Anyone else with an idea of what they could shed out to?


----------



## Plains Drifter (Aug 4, 2009)

Here are a couple more pictures of the second foal if that helps.




























What do you think?


----------



## Speed Racer (Oct 21, 2009)

Well, we know he's a colt, now..... :lol: :lol:


----------



## myhorsesonador (Jun 21, 2009)

The secound one look like he will gray out.


----------



## Plains Drifter (Aug 4, 2009)

Speed Racer said:


> Well, we know he's a colt, now..... :lol: :lol:


LOL! Too funny!


----------



## Plains Drifter (Aug 4, 2009)

Bump! Anyone else have any ideas?


----------



## Concealed45 (May 31, 2010)

My wife says Dun on the second one, she doesnt think it would be grey.

Said the first could be anything, Bay, Bay dun, or Buckskin


----------



## Plains Drifter (Aug 4, 2009)

Thank you.


----------



## haviris (Sep 16, 2009)

The first one is a bay. I'm thinking bay on the second one to, and don't think he will gray.


----------



## Jacksmama (Jan 27, 2010)

Hmm, with the new pics I am going dun for the second colt as well. Although he doesn't have barring on his legs he does have what looks like webbing on his face and a dorsal stripe. Maybe dad was actually dun?


----------



## SorrelHorse (Apr 9, 2009)

That one colt looks like he has the dorsal stripe. I wouldn't be surprised if he turned out to be dun.

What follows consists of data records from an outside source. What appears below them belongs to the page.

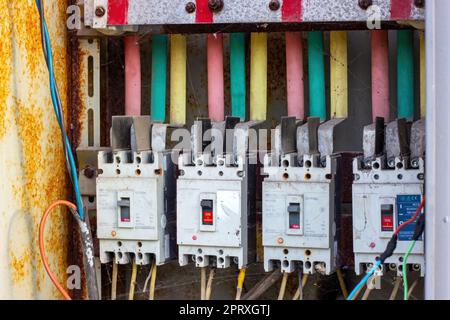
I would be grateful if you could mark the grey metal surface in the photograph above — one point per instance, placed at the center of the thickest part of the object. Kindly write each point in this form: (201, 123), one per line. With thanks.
(417, 144)
(373, 139)
(307, 137)
(141, 134)
(156, 12)
(311, 247)
(373, 188)
(397, 144)
(437, 281)
(327, 137)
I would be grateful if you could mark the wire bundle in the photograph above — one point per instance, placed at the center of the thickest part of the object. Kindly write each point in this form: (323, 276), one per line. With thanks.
(57, 106)
(392, 245)
(78, 210)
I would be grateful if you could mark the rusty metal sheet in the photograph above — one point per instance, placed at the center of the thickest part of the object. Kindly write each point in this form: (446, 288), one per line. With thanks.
(103, 13)
(33, 172)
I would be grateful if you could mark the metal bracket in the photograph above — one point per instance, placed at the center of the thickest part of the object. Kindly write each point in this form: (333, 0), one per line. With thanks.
(307, 137)
(397, 144)
(326, 137)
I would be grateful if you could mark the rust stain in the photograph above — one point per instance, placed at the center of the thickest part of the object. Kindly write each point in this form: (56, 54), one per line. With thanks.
(5, 66)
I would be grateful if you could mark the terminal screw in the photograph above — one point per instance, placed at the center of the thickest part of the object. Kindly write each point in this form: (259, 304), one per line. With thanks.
(365, 4)
(190, 7)
(215, 5)
(419, 3)
(274, 5)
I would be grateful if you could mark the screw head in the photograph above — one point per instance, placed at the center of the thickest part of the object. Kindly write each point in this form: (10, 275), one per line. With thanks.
(365, 4)
(274, 5)
(215, 5)
(419, 3)
(190, 7)
(100, 11)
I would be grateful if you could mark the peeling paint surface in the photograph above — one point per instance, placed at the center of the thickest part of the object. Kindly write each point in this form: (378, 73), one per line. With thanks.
(32, 171)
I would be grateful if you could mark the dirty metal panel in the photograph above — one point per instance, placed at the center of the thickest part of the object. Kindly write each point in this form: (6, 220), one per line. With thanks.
(89, 50)
(177, 12)
(33, 171)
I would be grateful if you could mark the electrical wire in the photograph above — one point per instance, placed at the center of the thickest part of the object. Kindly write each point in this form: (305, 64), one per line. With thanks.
(404, 271)
(283, 286)
(299, 293)
(413, 219)
(114, 279)
(133, 280)
(390, 247)
(394, 292)
(212, 272)
(57, 106)
(370, 287)
(413, 286)
(341, 280)
(241, 279)
(364, 280)
(149, 277)
(203, 283)
(47, 212)
(153, 281)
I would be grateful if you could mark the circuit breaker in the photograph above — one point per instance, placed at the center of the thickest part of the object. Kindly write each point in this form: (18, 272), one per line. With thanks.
(300, 198)
(388, 189)
(216, 218)
(136, 190)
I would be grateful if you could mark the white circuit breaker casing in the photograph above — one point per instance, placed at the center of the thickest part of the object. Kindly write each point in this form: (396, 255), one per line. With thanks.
(216, 217)
(383, 198)
(136, 213)
(299, 228)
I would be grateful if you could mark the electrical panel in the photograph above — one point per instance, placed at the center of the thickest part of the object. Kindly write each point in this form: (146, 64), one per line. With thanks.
(136, 190)
(300, 198)
(387, 191)
(216, 215)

As for the other one, he looks bay to me. Maybe you could post pics from all angles? I can't see if he has stripes or not. I'll double check the photos for the barring though.


----------



## Plains Drifter (Aug 4, 2009)

This is the newest picture of the first foal mentioned in the first post.










This is the second foal mentioned in the first post.










I'm still confused on what color they might be. Granted these are horrible pics.


----------